Porém, vamos pensar não em quem acessa e consome a web, mas em quem “constrói” a web, seja através de serviços, sites, aplicativos e inovações. O perfil de contratação para profissionais de internet começou há pouquíssimo tempo. Generalizando bastante, o começo era composto dos “carinhas de informática” que arrumavam a rede e os computadores “paus-velhos”, e como anfíbios passaram a sair do mar e andar sob uma nova terra, do html, da programação, dos ftps e blábláblá. Esses carinhas fizeram essas descobertas quando eram jovens, mas 14 ou 15 anos se passaram e a especialização de mão-de-obra para web apareceu com cursos, faculdades, conteúdo on-line, apesar de ainda ser um problema.

Existe uma escassez de profissionais e cada empresa escolhe que rumo quer seguir: algumas resolvem investir e lapidar preciosidades do mercado abandonadas por conta de um currículo, outras resolvem ter uma postura mais predatória e outras se contentam com o que aparece.
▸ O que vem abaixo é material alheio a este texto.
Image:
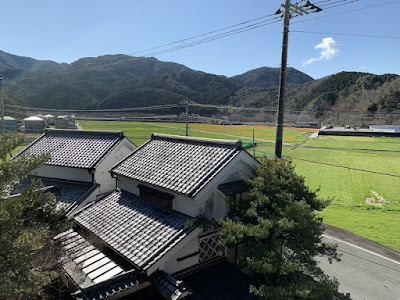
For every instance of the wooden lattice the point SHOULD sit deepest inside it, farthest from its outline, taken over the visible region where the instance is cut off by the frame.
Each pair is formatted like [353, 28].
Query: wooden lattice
[208, 247]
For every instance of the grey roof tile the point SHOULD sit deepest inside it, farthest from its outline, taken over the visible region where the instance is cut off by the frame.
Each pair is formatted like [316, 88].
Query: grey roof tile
[170, 287]
[137, 230]
[74, 148]
[68, 193]
[180, 164]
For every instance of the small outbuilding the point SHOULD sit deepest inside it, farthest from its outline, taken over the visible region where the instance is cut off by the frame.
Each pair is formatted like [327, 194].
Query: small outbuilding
[385, 128]
[10, 123]
[65, 122]
[34, 124]
[49, 120]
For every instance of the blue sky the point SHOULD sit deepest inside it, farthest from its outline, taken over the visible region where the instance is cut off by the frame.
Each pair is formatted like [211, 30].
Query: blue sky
[65, 31]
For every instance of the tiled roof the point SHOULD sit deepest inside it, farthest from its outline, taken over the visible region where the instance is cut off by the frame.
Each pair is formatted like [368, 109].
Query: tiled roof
[172, 288]
[66, 192]
[180, 164]
[234, 187]
[96, 271]
[74, 148]
[139, 231]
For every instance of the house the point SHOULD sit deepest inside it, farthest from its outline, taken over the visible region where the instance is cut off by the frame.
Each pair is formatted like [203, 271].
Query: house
[80, 160]
[65, 122]
[49, 119]
[10, 123]
[139, 227]
[34, 124]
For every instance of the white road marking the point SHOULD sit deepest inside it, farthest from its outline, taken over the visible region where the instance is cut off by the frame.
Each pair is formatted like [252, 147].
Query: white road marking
[368, 251]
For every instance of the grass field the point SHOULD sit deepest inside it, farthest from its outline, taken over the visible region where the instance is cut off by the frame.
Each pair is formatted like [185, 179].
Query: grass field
[348, 170]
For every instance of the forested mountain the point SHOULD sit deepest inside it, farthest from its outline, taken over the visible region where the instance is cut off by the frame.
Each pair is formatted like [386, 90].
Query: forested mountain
[266, 77]
[10, 61]
[120, 81]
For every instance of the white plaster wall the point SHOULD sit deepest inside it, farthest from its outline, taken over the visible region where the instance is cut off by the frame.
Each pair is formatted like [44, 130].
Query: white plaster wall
[88, 199]
[75, 174]
[172, 265]
[209, 201]
[187, 205]
[102, 175]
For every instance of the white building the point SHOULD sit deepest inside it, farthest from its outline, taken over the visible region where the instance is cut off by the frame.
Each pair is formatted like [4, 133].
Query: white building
[80, 160]
[161, 185]
[34, 124]
[385, 128]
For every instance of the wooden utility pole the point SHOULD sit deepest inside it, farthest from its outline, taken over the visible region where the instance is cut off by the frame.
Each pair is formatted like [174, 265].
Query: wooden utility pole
[282, 82]
[290, 11]
[187, 118]
[2, 108]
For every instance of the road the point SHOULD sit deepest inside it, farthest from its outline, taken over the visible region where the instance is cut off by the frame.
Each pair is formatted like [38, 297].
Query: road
[366, 271]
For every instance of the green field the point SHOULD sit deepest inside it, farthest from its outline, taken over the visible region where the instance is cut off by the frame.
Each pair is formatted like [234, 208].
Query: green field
[331, 168]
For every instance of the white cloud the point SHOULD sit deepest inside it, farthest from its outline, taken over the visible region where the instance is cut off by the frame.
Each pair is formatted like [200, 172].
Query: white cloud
[329, 48]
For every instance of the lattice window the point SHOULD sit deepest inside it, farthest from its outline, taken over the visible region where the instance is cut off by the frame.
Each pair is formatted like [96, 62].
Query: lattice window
[208, 247]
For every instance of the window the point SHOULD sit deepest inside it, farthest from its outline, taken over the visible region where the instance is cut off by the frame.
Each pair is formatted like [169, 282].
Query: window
[156, 197]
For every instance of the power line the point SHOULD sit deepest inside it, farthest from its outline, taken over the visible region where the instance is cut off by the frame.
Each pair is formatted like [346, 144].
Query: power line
[203, 34]
[344, 167]
[333, 165]
[349, 34]
[348, 11]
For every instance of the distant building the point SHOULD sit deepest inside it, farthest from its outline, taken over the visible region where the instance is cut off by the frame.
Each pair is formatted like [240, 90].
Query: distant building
[78, 168]
[308, 124]
[385, 128]
[34, 124]
[49, 120]
[65, 122]
[10, 124]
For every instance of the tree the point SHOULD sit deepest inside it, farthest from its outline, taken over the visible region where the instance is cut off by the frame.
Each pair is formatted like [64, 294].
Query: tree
[282, 235]
[26, 225]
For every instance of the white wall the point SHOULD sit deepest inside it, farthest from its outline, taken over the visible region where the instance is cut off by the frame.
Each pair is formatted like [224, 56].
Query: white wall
[210, 201]
[172, 265]
[102, 175]
[169, 262]
[66, 173]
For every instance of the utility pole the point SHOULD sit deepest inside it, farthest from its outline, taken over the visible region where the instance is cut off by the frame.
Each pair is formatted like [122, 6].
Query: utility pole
[290, 11]
[186, 115]
[2, 108]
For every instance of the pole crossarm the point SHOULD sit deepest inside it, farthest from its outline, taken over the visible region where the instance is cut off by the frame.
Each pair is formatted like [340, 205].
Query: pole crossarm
[296, 9]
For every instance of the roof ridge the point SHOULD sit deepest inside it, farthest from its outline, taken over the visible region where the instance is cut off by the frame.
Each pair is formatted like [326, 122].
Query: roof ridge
[51, 131]
[197, 140]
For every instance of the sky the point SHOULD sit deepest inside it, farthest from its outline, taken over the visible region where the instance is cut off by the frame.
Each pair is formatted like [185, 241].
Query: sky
[341, 38]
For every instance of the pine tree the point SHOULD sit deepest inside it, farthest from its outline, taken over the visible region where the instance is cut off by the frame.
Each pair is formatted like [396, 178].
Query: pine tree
[282, 235]
[26, 223]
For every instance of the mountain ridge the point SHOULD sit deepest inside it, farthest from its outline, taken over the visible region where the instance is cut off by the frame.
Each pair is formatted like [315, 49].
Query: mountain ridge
[121, 81]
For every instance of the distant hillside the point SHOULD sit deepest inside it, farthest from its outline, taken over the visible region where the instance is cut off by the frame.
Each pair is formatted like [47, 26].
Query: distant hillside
[10, 61]
[269, 78]
[345, 92]
[121, 81]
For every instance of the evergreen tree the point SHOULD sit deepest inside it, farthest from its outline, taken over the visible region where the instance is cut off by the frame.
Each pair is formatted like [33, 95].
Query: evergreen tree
[26, 225]
[282, 234]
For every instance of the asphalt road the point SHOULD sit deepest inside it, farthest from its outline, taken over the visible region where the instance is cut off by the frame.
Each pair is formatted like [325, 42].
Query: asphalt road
[366, 271]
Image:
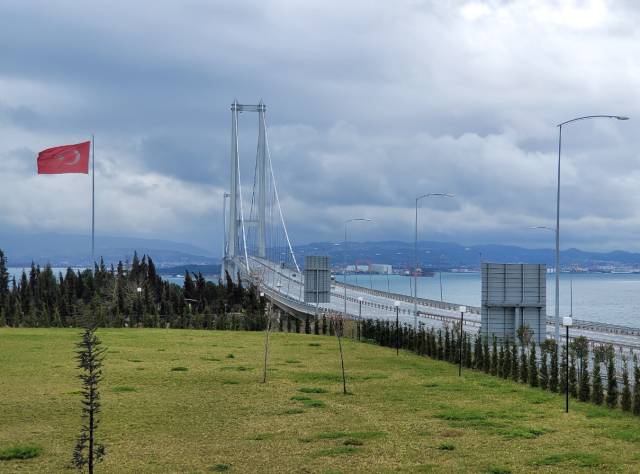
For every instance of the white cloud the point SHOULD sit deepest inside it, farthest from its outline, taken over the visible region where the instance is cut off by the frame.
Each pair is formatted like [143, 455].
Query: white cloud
[368, 104]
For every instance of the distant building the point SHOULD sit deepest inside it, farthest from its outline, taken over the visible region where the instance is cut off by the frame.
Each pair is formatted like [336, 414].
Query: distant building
[381, 268]
[357, 268]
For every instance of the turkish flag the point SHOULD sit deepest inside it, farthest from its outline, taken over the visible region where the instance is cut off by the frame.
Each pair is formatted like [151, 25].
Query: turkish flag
[65, 159]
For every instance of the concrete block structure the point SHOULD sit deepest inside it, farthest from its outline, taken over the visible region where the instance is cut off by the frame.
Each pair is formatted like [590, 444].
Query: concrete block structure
[317, 279]
[513, 295]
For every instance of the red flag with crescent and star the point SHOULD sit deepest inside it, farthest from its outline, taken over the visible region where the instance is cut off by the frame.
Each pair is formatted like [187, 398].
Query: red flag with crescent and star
[65, 159]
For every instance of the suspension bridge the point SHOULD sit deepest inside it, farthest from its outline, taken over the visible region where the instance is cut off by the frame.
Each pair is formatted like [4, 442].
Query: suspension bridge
[257, 248]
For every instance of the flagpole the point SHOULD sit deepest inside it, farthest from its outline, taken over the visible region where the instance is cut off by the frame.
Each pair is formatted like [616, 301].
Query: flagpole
[93, 201]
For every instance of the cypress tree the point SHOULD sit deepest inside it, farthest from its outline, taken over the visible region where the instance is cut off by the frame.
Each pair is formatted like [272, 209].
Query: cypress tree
[486, 356]
[493, 366]
[612, 382]
[584, 387]
[89, 356]
[524, 366]
[515, 369]
[553, 372]
[625, 399]
[573, 380]
[636, 386]
[307, 325]
[563, 369]
[500, 372]
[597, 392]
[477, 356]
[447, 344]
[544, 371]
[533, 366]
[506, 372]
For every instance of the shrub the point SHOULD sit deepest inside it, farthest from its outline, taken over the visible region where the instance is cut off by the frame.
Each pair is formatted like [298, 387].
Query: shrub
[27, 451]
[625, 399]
[612, 383]
[553, 372]
[636, 386]
[597, 393]
[533, 367]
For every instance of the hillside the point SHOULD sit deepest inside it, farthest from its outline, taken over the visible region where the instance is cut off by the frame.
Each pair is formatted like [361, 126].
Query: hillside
[404, 414]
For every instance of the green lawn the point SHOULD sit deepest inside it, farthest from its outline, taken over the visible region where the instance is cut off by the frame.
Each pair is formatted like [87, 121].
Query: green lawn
[191, 401]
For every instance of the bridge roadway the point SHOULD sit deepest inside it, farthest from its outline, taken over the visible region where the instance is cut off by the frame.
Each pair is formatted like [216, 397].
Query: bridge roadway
[285, 287]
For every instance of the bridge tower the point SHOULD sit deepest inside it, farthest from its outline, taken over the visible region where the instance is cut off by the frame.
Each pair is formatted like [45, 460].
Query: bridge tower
[236, 219]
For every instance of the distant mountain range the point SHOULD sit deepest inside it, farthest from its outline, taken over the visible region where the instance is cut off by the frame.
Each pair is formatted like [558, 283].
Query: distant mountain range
[63, 250]
[444, 255]
[74, 250]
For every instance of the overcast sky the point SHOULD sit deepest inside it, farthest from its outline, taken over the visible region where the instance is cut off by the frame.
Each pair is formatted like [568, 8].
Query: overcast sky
[368, 105]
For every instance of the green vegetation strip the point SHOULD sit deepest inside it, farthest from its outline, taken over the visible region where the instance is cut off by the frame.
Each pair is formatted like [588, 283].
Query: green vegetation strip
[405, 413]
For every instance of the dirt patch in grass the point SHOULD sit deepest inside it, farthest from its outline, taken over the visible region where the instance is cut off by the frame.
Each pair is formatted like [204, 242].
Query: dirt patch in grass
[337, 451]
[351, 434]
[239, 368]
[579, 459]
[314, 403]
[312, 390]
[221, 467]
[26, 451]
[262, 436]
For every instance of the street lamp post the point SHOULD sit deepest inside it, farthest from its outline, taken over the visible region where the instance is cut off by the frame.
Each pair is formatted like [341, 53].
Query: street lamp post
[344, 250]
[462, 310]
[560, 125]
[360, 300]
[397, 305]
[415, 256]
[567, 321]
[266, 341]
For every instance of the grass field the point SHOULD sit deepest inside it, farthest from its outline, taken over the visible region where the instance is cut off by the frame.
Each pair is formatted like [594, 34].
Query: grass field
[191, 401]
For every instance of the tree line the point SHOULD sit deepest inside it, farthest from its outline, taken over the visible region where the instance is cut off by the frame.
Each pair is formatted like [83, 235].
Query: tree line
[544, 367]
[125, 295]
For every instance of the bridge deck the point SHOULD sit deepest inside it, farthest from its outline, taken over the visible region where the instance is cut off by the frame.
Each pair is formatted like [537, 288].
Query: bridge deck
[286, 287]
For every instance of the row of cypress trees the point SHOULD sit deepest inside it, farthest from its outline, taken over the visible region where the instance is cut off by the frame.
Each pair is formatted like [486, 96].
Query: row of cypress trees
[125, 295]
[519, 360]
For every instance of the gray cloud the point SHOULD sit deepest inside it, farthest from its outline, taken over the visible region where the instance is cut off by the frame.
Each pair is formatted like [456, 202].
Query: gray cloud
[368, 106]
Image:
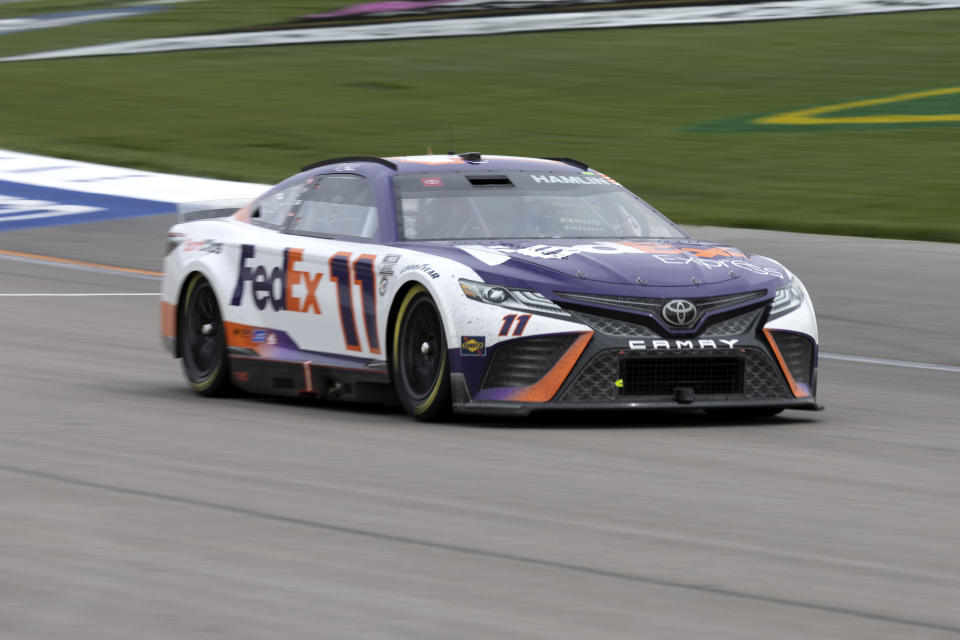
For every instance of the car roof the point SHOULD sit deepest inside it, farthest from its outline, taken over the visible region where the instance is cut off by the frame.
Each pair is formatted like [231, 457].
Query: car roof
[472, 161]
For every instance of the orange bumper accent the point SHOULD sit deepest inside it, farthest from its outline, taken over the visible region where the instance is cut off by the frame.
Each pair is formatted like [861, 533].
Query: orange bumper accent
[547, 386]
[794, 387]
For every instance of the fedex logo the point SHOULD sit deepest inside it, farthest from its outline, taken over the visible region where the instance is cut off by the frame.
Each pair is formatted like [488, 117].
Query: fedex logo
[276, 287]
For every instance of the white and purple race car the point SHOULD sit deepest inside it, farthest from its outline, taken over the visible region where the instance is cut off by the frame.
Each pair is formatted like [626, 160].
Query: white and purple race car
[483, 284]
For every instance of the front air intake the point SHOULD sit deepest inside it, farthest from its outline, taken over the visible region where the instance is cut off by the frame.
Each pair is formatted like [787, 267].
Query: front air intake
[520, 363]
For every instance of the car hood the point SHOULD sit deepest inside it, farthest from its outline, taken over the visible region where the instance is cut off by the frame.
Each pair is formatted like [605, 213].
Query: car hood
[604, 264]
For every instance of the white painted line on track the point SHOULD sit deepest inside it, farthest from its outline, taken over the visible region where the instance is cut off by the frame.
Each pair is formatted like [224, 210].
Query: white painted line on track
[83, 266]
[891, 363]
[70, 295]
[475, 26]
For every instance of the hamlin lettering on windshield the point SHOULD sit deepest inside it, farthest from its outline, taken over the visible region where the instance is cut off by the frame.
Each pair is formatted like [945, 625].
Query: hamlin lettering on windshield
[568, 180]
[276, 288]
[643, 345]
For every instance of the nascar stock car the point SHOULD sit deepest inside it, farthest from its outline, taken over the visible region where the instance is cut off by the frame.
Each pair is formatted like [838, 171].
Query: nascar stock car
[487, 284]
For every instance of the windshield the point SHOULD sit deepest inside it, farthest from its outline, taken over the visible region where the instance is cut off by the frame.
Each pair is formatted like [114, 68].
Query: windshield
[518, 205]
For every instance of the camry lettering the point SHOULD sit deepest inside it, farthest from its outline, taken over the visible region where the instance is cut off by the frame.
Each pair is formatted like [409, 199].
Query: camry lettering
[277, 287]
[652, 345]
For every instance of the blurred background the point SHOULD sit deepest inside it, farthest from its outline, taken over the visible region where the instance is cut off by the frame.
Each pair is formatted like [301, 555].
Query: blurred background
[132, 508]
[672, 111]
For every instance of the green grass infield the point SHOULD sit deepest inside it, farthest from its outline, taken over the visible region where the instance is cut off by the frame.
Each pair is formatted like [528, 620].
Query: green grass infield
[677, 114]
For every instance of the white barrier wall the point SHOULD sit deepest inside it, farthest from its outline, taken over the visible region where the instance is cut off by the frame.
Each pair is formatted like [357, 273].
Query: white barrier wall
[42, 191]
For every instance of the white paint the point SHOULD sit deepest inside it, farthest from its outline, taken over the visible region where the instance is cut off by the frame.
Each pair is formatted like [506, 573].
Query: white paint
[71, 295]
[504, 24]
[72, 175]
[15, 25]
[104, 269]
[890, 363]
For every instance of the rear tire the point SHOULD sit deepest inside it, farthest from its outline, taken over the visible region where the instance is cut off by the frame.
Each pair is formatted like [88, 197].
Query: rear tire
[202, 340]
[419, 361]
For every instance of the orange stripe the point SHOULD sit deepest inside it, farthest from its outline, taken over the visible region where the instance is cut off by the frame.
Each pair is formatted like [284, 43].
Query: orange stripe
[168, 320]
[794, 387]
[79, 263]
[545, 389]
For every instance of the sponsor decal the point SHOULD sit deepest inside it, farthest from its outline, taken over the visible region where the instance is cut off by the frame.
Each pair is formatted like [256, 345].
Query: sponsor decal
[707, 257]
[276, 288]
[653, 345]
[721, 264]
[206, 247]
[473, 345]
[424, 268]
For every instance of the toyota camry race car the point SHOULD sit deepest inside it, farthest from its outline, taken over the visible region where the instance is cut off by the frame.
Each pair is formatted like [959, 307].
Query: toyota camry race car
[487, 284]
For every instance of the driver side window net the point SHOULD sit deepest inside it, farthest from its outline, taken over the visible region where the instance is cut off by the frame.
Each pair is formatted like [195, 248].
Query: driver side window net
[273, 208]
[338, 205]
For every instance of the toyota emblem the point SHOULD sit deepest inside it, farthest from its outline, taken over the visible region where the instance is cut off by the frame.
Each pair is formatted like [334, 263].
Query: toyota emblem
[679, 313]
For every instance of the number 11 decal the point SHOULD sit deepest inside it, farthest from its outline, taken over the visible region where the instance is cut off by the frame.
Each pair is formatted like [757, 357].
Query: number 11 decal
[360, 273]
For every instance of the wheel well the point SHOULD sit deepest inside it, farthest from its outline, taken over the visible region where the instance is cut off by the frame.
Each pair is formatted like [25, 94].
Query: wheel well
[176, 319]
[392, 317]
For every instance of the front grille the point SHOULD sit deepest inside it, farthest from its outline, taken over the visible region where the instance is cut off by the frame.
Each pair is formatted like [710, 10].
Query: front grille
[662, 376]
[734, 326]
[653, 305]
[797, 352]
[615, 326]
[520, 363]
[597, 382]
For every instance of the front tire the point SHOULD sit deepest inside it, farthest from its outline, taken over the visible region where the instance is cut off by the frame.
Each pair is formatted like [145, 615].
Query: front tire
[421, 367]
[202, 340]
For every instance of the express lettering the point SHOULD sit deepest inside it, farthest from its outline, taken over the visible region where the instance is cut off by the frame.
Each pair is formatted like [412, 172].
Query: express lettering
[276, 287]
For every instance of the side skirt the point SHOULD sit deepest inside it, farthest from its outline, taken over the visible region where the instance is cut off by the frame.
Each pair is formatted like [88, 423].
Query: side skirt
[308, 379]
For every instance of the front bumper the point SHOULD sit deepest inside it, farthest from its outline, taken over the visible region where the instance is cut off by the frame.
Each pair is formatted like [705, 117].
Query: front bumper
[735, 363]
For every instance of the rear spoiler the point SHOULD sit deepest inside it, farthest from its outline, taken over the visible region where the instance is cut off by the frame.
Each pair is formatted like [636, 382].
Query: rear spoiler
[206, 209]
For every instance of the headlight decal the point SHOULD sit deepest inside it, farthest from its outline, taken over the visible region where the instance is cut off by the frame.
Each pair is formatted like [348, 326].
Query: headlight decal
[787, 298]
[520, 299]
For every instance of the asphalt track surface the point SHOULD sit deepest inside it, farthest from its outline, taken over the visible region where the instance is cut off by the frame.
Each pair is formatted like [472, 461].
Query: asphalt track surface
[133, 509]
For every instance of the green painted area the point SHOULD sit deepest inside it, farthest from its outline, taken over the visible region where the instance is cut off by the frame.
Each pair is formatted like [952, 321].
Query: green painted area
[629, 101]
[935, 105]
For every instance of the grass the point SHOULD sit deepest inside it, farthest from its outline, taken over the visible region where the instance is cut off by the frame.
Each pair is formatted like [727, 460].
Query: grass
[632, 102]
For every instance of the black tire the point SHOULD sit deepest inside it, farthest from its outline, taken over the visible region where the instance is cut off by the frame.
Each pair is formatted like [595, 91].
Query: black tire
[202, 340]
[421, 368]
[744, 413]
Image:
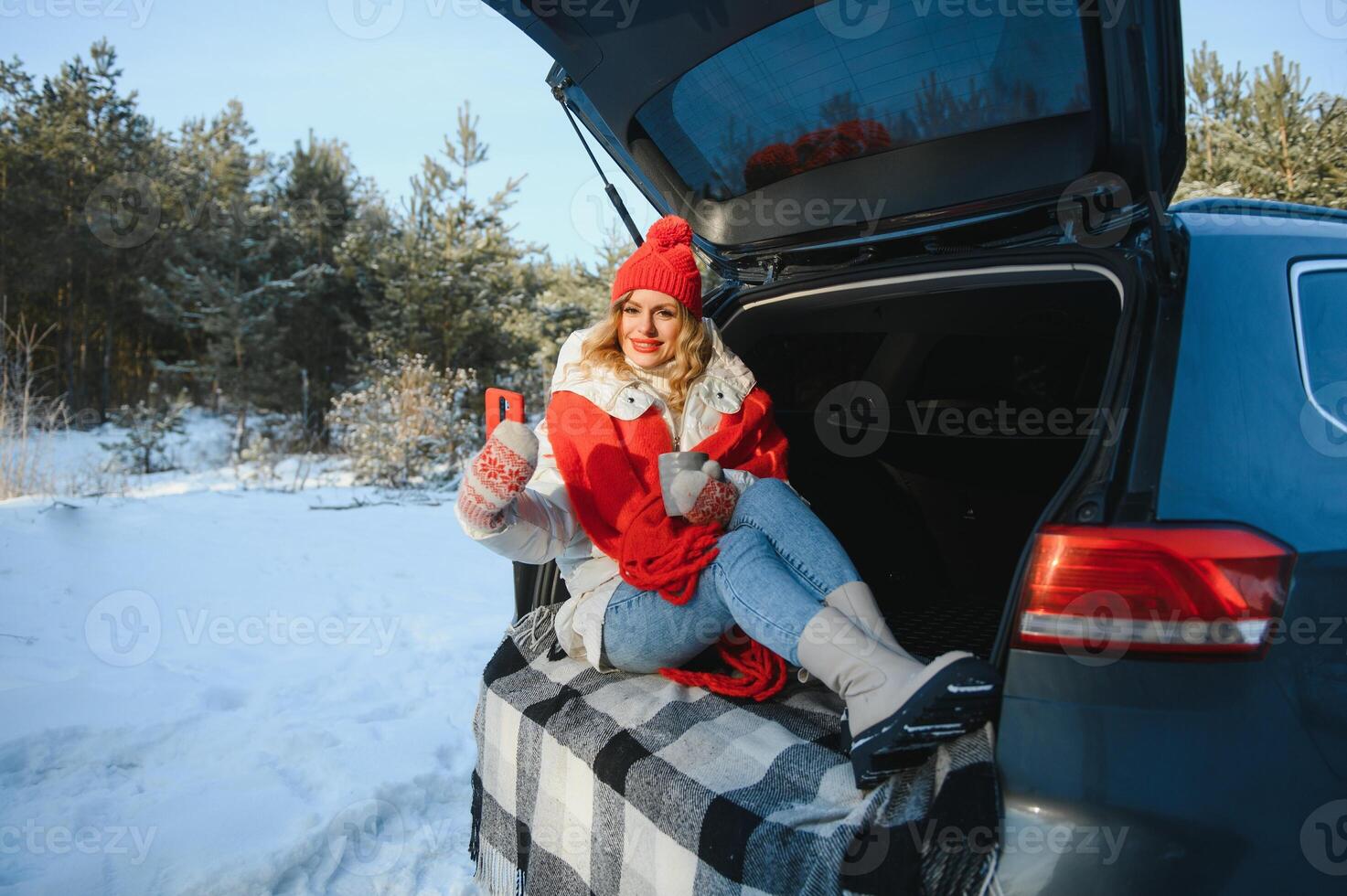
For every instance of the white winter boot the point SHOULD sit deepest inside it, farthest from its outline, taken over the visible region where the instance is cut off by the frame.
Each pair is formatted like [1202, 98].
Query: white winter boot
[857, 603]
[896, 705]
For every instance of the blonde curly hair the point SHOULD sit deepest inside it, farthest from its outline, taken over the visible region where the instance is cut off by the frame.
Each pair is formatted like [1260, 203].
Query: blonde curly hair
[691, 350]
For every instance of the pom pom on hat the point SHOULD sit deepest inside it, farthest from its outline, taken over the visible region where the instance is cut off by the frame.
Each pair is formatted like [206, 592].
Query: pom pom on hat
[664, 263]
[668, 232]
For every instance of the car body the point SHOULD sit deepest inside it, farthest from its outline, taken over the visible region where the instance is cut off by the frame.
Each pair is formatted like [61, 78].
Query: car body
[1133, 756]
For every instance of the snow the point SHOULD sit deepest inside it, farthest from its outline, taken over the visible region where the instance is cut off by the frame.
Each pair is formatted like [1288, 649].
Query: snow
[213, 688]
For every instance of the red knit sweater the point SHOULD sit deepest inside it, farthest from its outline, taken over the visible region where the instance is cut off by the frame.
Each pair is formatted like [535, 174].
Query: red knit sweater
[611, 468]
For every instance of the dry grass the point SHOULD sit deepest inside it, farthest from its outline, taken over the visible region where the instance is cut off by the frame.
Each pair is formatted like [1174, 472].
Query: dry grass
[27, 415]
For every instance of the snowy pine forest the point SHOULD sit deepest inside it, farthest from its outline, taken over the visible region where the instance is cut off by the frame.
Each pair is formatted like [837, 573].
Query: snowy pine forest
[237, 677]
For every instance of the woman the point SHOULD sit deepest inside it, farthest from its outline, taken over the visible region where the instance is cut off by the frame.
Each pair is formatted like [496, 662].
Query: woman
[652, 589]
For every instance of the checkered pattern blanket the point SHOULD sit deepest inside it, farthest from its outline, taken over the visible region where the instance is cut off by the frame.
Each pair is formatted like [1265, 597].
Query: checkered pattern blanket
[624, 783]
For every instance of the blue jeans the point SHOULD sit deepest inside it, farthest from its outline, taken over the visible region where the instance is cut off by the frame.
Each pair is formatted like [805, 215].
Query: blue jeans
[776, 563]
Pensando num universo que conheço bem - o de promover a evolução do profissional depois que ele já está na empresa - refleti sobre o seguinte: Se pessoas mais velhas e de classes sociais absolutamente diferentes já estão acessando a web, será que não está na hora também de repensar o perfil de contratação em termos de idade, classe social e cultural das pessoas? Essa pergunta me veio na cabeça pela seguinte razão: sempre ouvi que era difícil ter uma primeira oportunidade, que as empresas não queriam gente sem experiência, que jovem demais não funcionava, etc. Apesar disso ainda ser uma realidade, e muita gente não estar tendo chance de entrar no mercado, acredito que um dos mercados que mais ajudou a aliviar isso foi o da “publicidade” e o da web, pois mão de obra jovem nesses mercados é sim valorizada, bastando ter talento e empenho. E passa a acontecer uma grande inversão nesse ponto, pois pessoas “mais velhas” que querem ingressar no mercado de produção para web são algumas vezes limadas por terem passado dos 35-40 anos. Sim, antes que me acusem de estar falando bobagem, excessões existem, mas basta observar e perceber que as pessoas “mais velhas” desse nosso mercado estão em cargos elevados (algumas vezes pulando direto e não conhecendo os pormenores do dia-a-dia de produção) ou em áreas mais focadas em negócios, administração, finanças e etc.

E aí que entra o que eu quero dizer: existe uma infinidade de entusiastas que construiram uma carreira em outras áreas e despertam para alguns encantamentos que a web trouxe (ok, existem muitos oportunistas também que acham que a web é um poço de dinheiro). É justo ter preconceito com esses currículos por causa da idade? Será que em breve não teremos uma inversão de valores com a subvalorização da experiência e a supervalorização da idade no nosso mercado? Será que a geração digital que nasceu imersa na web terá esse ponto de vantagem em relação aos profissionais que chegam depois? Será mesmo que em alguns anos tudo não vai parecer tão normal que esse papo de “Before Internet” e “After Internet” será irrelevante?

Não tenho a resposta para essas perguntas. Mas acho que ao ler um currículo, ao contrário do que faço hoje, assim como diplomas e títulos deixam (pra mim sempre foram) de ser relevantes devido à uma volatilidade imensa, idade será irrelevante quanto sotaque, cor, nacionalidade ou religião. Talvez deixemos de dar boas chances à grandes pessoas pelo seu ano de nascimento. Com o “envelhecimento” e matiuridade do mercado on-line, com a perda da percepção on-off, espero que todo esse questionamento desapareça em pouquíssimo tempo, e que todo tipo de documento seja queimado. Por mais que eu não tenha tido uma experiência positiva nas vezes que pensei assim, vale continuar tentando. Os anos passam para todos, bons ou maus profissionais.